Als Japan 1932 die Mandschurei eroberte und 1937 ein offener Krieg ausbrach, wandte sich China bezüglich der Versorgung mit Rüstungsgütern an Großbritannien und andere europäische Länder. Daraufhin besserten sich die diplomatischen Beziehungen zwischen beiden Ländern. Hunderttausende von Chinesen suchten 1937 Zuflucht in Hongkong. Währenddessen verstärkte Großbritannien die Verteidigungsanlagen.
Der Ausbruch des 2. Weltkrieges im September 1939 erschütterte die Wirtschaft Hongkongs, die bereits durch den japanisch-chinesischen Konflikt in Mitleidenschaft gezogen worden war. Am 8. Dezember 1941 bombardierten die Japaner Kowloon, und Bodenstreitkräfte bekämpften die britischen Truppen, die sich am 25. Dezember ergaben. Gegen Ende des Krieges griffen die Amerikaner die Japaner in Hongkong an und bewirkten die Kapitulation der Japaner am 14. August 1945.

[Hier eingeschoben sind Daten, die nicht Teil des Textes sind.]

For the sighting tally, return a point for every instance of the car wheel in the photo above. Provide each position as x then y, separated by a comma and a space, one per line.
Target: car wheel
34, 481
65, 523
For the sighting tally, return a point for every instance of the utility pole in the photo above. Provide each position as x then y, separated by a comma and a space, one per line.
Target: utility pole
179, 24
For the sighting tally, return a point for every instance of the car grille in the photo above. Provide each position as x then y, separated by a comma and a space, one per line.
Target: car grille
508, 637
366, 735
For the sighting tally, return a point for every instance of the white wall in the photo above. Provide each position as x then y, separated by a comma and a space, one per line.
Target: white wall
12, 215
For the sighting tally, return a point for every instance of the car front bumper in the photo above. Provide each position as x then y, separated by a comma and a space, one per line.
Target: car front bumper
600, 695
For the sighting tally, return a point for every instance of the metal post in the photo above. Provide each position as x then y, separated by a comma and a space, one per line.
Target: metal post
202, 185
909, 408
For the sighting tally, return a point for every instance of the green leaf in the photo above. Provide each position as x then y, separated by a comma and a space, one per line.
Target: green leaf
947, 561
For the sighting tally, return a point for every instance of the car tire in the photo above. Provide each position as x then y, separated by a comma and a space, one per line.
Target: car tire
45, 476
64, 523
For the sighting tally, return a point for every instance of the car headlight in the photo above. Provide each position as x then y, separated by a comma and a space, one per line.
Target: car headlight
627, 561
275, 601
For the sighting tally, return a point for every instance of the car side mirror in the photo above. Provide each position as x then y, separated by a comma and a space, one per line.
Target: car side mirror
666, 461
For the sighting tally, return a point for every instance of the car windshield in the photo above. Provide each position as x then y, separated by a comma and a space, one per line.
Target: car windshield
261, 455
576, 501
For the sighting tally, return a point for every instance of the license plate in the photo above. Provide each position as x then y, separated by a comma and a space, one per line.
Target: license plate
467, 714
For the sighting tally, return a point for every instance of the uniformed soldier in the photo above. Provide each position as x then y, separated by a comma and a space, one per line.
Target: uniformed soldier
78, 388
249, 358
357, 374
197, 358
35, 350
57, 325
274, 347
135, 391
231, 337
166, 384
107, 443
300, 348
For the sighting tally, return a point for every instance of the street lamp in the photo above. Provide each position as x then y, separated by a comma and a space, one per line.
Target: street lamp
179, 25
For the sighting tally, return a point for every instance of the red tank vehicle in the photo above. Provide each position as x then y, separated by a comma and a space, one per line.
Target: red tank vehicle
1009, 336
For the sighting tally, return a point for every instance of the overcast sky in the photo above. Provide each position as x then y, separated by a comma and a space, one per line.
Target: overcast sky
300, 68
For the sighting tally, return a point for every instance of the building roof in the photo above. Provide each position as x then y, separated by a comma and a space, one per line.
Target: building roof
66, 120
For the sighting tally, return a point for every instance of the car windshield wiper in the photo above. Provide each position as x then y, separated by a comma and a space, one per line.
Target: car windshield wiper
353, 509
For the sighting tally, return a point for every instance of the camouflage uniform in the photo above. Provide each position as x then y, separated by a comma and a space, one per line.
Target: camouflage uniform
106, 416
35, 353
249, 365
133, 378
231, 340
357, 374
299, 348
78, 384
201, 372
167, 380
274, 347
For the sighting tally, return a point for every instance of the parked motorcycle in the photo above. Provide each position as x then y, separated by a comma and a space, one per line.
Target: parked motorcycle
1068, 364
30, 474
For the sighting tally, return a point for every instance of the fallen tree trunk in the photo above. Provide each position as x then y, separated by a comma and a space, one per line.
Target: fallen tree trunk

| 2. | Hongkong nach dem 2. Weltkrieg |
Hongkong eroberte seine Stellung als ostasiatisches Handelszentrum rasch zurück. Während und nach dem chinesischen Bürgerkrieg von 1945 bis 1949 suchten Hunderttausende in Hongkong Zuflucht. 1950, während des Koreakrieges, verhängten die USA ein Handelsembargo über China, was sich ebenfalls sehr negativ auf die Entwicklung Hongkongs auswirkte. In den beiden darauf folgenden Jahrzehnten besserte sich die Situation stetig. Aufgrund des großen Potentials an Arbeitskräften und der liberalen Steuerpolitik wurde Hongkong zu einer der produktivsten Regionen Asiens. Die niedrigen Löhne führten bei den Arbeitern jedoch zu Unzufriedenheit. Im Sommer 1967 kam es, unterstützt von Anhängern der chinesischen Kulturrevolution, zu Demonstrationen und Krawallen. Daraufhin erarbeitete die Regierung Gesetze zur Regelung der Arbeitsbedingungen und intensivierte den öffentlichen Wohnungsbau. Bis 1970 hatte sich die Lage stabilisiert. Das Wirtschaftswachstum hielt an, Hongkong etablierte sich als einer der Tigerstaaten Asiens. Das Bruttoinlandsprodukt soll Schätzungen zufolge zwischen 1980 und 1991 jährlich um rund 7 Prozent zugenommen haben. Zu Beginn der achtziger Jahre drängten die so genannten „Boatpeople”, Flüchtlinge aus Vietnam, nach Hongkong und verschärften den Bevölkerungsdruck weiter.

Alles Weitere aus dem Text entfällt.